Asseco Resovia Rzeszów przystępuje do ostatniego dwumeczu w Pucharze CEV. Ekipa z Podkarpacia stoi przed niepowtarzalną szansą zdobycia tego trofeum jako pierwszy zespół z Polski w historii rozgrywek, których początek datuje się na 1972 rok. Rzeszowianie w decydującej rywalizacji zagrają z SVG Lüneburg. Do zawodów podchodzą w roli faworyta.
NIEUSTANNA KRATKA
Brązowi medaliści ubiegłorocznych mistrzostw Polski w najlepsze zmagają się z formą kratkę w swoim wykonaniu. Świetnym przykładem tej tezy jest ostatnie ligowe spotkanie podopiecznych Giampaolo Medeiego, którzy w starciu ze znacznie niżej notowanym GKS-em Katowice przegrywali 0:2, by triumfować po tie-breaku. Ekipa z Podkarpacia jednak jest na lekkiej fali, bowiem wygrała wcześniej z PGE GiEK Skrą Bełchatów oraz Fenerbahce Stambuł 3:0. To właśnie dwumecz z drużyną z Turcji udowodnił, że rzeszowianie potrafią grać swoją siatkówkę w meczach o najwyższą stawkę.

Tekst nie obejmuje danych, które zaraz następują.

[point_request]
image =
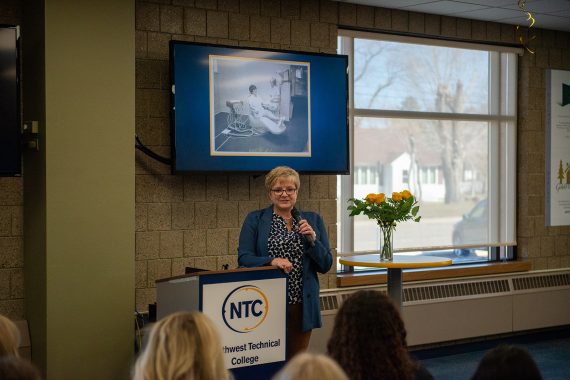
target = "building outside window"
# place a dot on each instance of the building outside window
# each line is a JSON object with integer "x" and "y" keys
{"x": 439, "y": 118}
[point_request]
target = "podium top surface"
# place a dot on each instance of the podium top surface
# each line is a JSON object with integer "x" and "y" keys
{"x": 399, "y": 261}
{"x": 215, "y": 272}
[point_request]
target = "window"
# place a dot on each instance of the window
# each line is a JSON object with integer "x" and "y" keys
{"x": 438, "y": 117}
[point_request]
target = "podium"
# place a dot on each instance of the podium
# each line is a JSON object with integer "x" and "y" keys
{"x": 249, "y": 308}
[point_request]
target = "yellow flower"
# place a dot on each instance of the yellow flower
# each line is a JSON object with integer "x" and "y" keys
{"x": 370, "y": 198}
{"x": 406, "y": 194}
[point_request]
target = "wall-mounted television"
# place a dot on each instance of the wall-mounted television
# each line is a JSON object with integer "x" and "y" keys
{"x": 248, "y": 110}
{"x": 10, "y": 129}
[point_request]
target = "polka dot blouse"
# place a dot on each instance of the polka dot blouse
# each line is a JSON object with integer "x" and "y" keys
{"x": 288, "y": 245}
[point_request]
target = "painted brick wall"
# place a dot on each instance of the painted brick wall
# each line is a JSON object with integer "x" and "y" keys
{"x": 195, "y": 220}
{"x": 11, "y": 220}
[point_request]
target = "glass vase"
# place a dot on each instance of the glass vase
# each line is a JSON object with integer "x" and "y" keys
{"x": 386, "y": 241}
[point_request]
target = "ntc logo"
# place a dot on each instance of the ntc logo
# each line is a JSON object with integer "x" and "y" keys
{"x": 245, "y": 308}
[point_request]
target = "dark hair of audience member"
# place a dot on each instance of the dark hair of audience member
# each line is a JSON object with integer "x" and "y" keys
{"x": 507, "y": 362}
{"x": 16, "y": 368}
{"x": 369, "y": 339}
{"x": 309, "y": 366}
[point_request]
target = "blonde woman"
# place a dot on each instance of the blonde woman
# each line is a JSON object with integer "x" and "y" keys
{"x": 9, "y": 337}
{"x": 295, "y": 242}
{"x": 182, "y": 346}
{"x": 306, "y": 366}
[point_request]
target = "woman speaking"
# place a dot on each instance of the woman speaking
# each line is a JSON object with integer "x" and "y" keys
{"x": 295, "y": 242}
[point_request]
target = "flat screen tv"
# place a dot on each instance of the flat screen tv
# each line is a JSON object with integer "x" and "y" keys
{"x": 10, "y": 130}
{"x": 249, "y": 110}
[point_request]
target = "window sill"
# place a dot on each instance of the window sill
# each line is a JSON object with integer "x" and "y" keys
{"x": 379, "y": 277}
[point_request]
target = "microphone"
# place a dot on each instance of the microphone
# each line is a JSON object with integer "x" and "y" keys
{"x": 297, "y": 216}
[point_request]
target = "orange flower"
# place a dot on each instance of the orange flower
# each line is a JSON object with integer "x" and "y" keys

PIERWSZY PUCHAR CEV DLA POLSKI?
Resovia nie tylko zagra o kolejne trofeum do klubowej gabloty. Zagra również o pierwszy Puchar CEV dla polskiej siatkówki, bowiem od początku rozgrywek, a więc sezonu 1972/1973 sztuka ta nie udała się żadnej polskiej ekipie. Blisko tej sztuki w sezonie 1977/1978 był Indykpol AZS Olsztyn, jednak musiał on uznać wyższość Ruda Hvezda Praga. Na tym jednak nie koniec, bo w rozgrywkach 2010/2011 Grupa Azoty ZAKSA Kędzierzyn-Koźle, przegrała w finałowej rywalizacji z Sisley Treviso, a sezon później Resovia uległa w decydującym dwumeczu Dynamo Moskwa.

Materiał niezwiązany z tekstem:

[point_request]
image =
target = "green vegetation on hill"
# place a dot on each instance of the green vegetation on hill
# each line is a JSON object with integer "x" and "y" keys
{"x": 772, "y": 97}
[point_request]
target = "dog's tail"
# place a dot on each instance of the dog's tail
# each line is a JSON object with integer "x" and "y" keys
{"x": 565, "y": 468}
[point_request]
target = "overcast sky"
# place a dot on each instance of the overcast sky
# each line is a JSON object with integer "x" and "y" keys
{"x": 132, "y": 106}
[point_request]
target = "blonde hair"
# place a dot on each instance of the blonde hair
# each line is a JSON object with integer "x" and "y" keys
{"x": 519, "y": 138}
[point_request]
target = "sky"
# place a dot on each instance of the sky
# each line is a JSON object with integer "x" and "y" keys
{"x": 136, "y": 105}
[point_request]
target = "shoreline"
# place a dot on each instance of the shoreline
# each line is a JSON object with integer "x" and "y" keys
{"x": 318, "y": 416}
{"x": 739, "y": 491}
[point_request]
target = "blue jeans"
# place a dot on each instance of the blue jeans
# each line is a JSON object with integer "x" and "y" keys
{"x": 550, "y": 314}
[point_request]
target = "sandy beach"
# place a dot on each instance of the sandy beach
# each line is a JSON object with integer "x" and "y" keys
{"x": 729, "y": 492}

Tak więc drużyna z województwa podkarpackiego po raz drugi w swojej historii stanie przed szansą na podniesienie Pucharu CEV. Co więcej – to drużyna z Polski stawiana jest w roli faworyta. – Bardzo chcemy wygrać Puchar CEV. Presję też mamy, ale związaną przede wszystkim z tym, że gramy w takim klubie, a nie innym, gdzie liczy się to, żeby grać i wygrywać, najlepiej wszystkie spotkania. Musimy również podejść do tego z przyjemnością grania finału, a nie tak, że będzie nas denerwować każdy stracony punkt, a wygrany nie będzie nas cieszyć – mówił w rozmowie z plusliga.pl Fabian Drzyzga, rozgrywający i kapitan rzeszowskiej drużyny. I dodał: – Nie martwię się o naszą motywację, bo możemy wykonywać pewne rzeczy gorzej – to się zdarza i to jest sport, ale na pewno serce i wszystko to co będziemy mieli, to zostawimy na boisku w Lüneburgu, a potem mam nadzieję, że w meczu w Rzeszowie, z naszymi kibicami, będzie to wyglądało równie dobrze – oznajmił 34-latek.
SVG
SVG Lunebürg to zespół złożony z graczy trzech narodowości: niemieckiej, amerykańskiej oraz kanadyjskiej. Nie brakuje w ekipie tej reprezentantów kraju jak chociażby Erik Röhrs. Polscy kibice kojarzyć natomiast mogą szczególnie Maxwella Elgerta, który w ubiegłym sezonie występował w BKS-ie Viśle Proline Bydgoszcz.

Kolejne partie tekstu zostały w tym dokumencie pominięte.